The belief issue issues for when issues can go mistaken
Avinash Vootkuri, a employees knowledge scientist at a prime Fortune 500 retailer, mentioned that almost all enterprise AI brokers “absolutely require a babysitter” and, for now, can work solely in enterprise settings with tightly bounded autonomy and intensive guardrails. “The stakes are massive,” he defined.
For instance, he described constructing an agentic system for enterprise cybersecurity the place AI brokers don’t merely set off alerts and await human assessment however actively examine them. As a substitute of flooding analysts with 1000’s of warnings, the brokers collect proof in actual time—querying threat-intelligence databases, analyzing behavioral patterns, and filtering out false positives—earlier than deciding whether or not a scenario warrants escalation.
The system depends on tightly bounded autonomy and intensive guardrails, decreasing human workload with out eradicating oversight.
In cybersecurity, he defined, if the agent will get it mistaken, the implications are rapid and extreme. “The AI either blocks legitimate customers (causing massive revenue loss) or it lets a sophisticated threat actor into the network,” he mentioned. “It absolutely matters if things go wrong.”
In accordance with Breeanna Whitehead, who runs an AI operations consultancy the place she builds AI-powered techniques for executives and founders, the business is in a “trust calibration phase.”
AI brokers can do greater than most individuals allow them to, however lower than the hype suggests.
“The real skill isn’t building the agent—it’s designing the handoff,” she defined. “Most people either over-trust agents and end up cleaning up messes, or they micromanage every output and wonder why AI feels like more work instead of less.” The concept, she mentioned, is to design clear handoff factors, the place one thing could be totally delegated, one other factor may get a fast assessment, whereas one other activity stays only for people to do.
For now, sleep could also be elusive when working with AI brokers
For now, working with AI brokers might have much less to do with sleeping whereas they work than with staying half-awake whereas they do. Instruments like OpenClaw can run for hours at a time, however for a lot of early customers, that autonomy comes with a brand new type of vigilance—checking logs, reviewing outputs, and stepping in earlier than issues go mistaken.

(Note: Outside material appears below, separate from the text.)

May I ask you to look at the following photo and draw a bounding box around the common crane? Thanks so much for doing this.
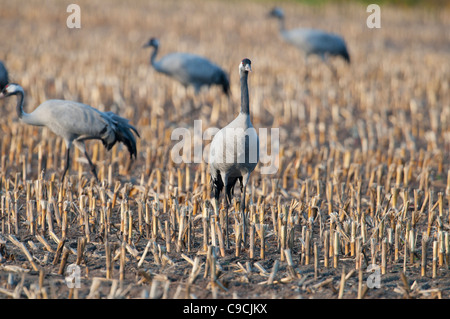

That dynamic was captured in a latest viral submit titled Token Nervousness, through which investor Nikunj Kothari described a buddy leaving a celebration early—not as a result of he was drained, however as a result of he needed to get again to his brokers. “Nobody questions it anymore,” Kothari wrote. “Half the room is thinking the same thing. The other half are probably checking the progress of their agents. At a party.”
The dream of AI that works whilst you sleep could also be actual. However for now, it’s nonetheless protecting lots of people awake.